— Я готов ждать. Знай, я всегда рядом, что бы ни случилось. Я люблю тебя, Элизабет. Смерть Александра не изменила мои чувства.

— И я тебя люблю. Александр был бы рад узнать, что я наконец-то полюбила. — Приподнявшись на цыпочки, она поцеловала Ли в щеку. — Теперь ты главный на руднике. Ступай, а когда освободишься, возвращайся.

* * *

«А разве что-нибудь изменилось? — задала себе вопрос Руби, встретившись с Элизабет в особняке позже днем. — Вот она, вдова Александра, как всегда сдержанная, отрешенная и холодная. Даже глаза спокойные, разве что грустные. Ее нет с нами, а где она сейчас — никто не знает. Александр не зря говорил, что она из рода эльфов».

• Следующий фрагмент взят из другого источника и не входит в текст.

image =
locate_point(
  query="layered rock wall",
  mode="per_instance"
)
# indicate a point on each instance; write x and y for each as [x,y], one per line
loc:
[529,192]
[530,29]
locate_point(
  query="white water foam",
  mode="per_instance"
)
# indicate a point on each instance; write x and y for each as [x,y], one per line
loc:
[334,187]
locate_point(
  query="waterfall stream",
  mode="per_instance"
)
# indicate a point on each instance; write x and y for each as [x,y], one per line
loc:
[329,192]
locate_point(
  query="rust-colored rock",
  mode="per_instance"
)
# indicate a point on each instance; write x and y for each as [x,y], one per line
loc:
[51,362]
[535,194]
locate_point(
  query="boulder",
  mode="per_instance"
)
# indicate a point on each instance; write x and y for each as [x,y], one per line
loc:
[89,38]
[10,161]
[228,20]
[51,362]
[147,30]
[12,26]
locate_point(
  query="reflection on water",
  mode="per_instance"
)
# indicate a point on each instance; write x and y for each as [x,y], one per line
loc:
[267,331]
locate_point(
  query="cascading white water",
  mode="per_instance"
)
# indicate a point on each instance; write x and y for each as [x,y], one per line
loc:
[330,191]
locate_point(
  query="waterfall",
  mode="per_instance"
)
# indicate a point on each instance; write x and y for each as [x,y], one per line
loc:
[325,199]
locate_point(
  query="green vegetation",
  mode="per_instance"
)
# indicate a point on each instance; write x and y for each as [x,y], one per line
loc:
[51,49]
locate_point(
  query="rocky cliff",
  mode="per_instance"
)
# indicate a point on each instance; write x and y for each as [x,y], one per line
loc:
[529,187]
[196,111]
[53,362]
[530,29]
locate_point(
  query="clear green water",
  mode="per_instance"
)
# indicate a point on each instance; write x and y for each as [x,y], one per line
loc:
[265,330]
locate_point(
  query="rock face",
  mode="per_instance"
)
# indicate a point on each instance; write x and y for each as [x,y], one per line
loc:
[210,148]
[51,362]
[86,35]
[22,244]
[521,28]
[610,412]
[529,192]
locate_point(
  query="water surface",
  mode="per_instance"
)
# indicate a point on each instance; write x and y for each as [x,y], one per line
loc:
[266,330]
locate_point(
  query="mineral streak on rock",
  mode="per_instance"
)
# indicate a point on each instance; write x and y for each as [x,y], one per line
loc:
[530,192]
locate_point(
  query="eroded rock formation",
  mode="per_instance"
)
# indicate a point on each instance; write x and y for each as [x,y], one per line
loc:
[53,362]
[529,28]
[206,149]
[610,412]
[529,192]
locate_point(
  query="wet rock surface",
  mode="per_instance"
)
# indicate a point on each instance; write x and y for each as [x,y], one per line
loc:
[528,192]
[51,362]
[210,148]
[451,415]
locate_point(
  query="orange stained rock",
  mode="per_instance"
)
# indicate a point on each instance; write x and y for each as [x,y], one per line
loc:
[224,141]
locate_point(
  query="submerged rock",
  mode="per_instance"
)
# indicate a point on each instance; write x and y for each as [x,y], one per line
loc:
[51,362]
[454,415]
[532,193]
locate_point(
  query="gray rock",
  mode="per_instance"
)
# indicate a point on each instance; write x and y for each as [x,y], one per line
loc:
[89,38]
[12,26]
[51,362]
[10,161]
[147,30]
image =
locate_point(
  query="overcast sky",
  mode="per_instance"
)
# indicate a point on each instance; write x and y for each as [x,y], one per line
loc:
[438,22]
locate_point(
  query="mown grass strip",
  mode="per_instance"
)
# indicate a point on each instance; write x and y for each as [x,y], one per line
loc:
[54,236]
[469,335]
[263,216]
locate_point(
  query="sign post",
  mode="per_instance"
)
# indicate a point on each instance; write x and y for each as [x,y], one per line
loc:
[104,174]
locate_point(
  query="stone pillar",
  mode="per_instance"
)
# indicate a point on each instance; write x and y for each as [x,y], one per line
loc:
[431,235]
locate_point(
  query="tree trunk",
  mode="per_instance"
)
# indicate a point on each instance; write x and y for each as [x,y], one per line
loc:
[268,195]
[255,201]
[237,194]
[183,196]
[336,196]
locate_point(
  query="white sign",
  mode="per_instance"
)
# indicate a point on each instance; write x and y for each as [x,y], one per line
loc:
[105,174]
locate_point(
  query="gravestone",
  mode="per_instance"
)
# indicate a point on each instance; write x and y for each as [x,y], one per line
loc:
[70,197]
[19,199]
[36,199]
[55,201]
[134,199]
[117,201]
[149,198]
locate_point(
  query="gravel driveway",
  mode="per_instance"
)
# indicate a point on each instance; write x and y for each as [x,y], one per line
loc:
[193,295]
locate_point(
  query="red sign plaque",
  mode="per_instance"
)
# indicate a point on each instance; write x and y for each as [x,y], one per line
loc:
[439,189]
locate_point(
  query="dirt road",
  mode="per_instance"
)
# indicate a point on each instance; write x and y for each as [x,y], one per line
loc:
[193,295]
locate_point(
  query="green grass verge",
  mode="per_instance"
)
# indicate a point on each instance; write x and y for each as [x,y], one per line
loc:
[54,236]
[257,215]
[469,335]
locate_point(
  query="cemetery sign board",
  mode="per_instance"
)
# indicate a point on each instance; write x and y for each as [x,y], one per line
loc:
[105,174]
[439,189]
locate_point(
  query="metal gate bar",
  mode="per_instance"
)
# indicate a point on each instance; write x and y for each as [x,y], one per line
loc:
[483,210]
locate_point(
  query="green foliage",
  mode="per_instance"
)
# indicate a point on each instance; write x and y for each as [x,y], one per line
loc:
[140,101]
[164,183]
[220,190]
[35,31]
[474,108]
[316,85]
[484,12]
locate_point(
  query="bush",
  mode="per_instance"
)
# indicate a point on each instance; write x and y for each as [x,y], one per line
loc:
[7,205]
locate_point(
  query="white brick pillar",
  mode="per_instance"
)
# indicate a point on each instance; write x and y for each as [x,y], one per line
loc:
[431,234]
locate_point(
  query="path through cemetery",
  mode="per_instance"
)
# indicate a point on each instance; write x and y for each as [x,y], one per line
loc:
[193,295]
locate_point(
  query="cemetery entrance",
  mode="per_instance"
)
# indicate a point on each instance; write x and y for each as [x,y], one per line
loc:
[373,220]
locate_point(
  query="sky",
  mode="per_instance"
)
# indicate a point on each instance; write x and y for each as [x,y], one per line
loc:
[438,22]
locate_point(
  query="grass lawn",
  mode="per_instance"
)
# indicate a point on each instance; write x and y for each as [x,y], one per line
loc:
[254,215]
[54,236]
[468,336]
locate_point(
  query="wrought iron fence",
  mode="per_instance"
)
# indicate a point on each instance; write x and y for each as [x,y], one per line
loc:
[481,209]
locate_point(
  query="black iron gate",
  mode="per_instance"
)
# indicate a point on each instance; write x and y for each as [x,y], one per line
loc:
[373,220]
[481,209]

Долли объяснили, что случилось, и сейчас она лежала в постели, горько плача, а Пиони пыталась утешить ее; звонок Элизабет застал Нелл в больнице принца Альфреда во время обхода. Сейчас Нелл уже спешила домой. Элизабет известила об этом Руби тем же невозмутимым, отчужденным, негромким голосом.

Ли вернулся к ужину, успев забежать домой, вымыться и переодеться.

— Мы решили прекратить поиски, — объявил он, садясь устало, как старик, и принимая из рук матери стакан с бурбоном. — Все инженеры согласны с тем, что в тоннеле возможен еще один обвал. Тело Александра мы так и не нашли. Гора погребла его.

Очевидно, больше всего Элизабет волновало отсутствие трупа, и она выдала себя, воскликнув:

— Что же нам делать, Ли? Как быть с похоронами?

— Похорон не будет.

— Но должна же у него быть могила!

— Она будет, — терпеливо растолковал Ли. — Но это еще не значит, что в могиле должно лежать тело. Место для могилы можно выбрать где угодно.

— Рядом с могилой Анны. Он любил эту гору.

Руби сидела молча, слишком потрясенная, чтобы лить слезы. Не сговариваясь, все три женщины оделись в траур — полушелковые черные платья с высокими воротниками, без какой-либо отделки. Откуда они взялись, гадал Ли, неужели у каждой женщины на всякий случай где-нибудь припрятано траурное платье? Но после смерти Анны траур никто не носил. Ее смерть была не горем, а избавлением.

— Статуя, — вдруг произнесла Руби. — Бронзовая статуя на главной площади Кинросса. Александр в замшевых штанах и куртке с бахромой, верхом на кобыле.

— Да, — поддержала Констанс, — работы хорошего мастера.

Три пары глаз устремили взгляды на Ли. «От меня ждут действий, — понял он. — Я занял место Александра, но разве я к этому стремился? Нет, это несомненно. А право выбора у меня отняли. Смерть Александра привязала меня к Кинроссу крепче, чем Цезаря к Риму».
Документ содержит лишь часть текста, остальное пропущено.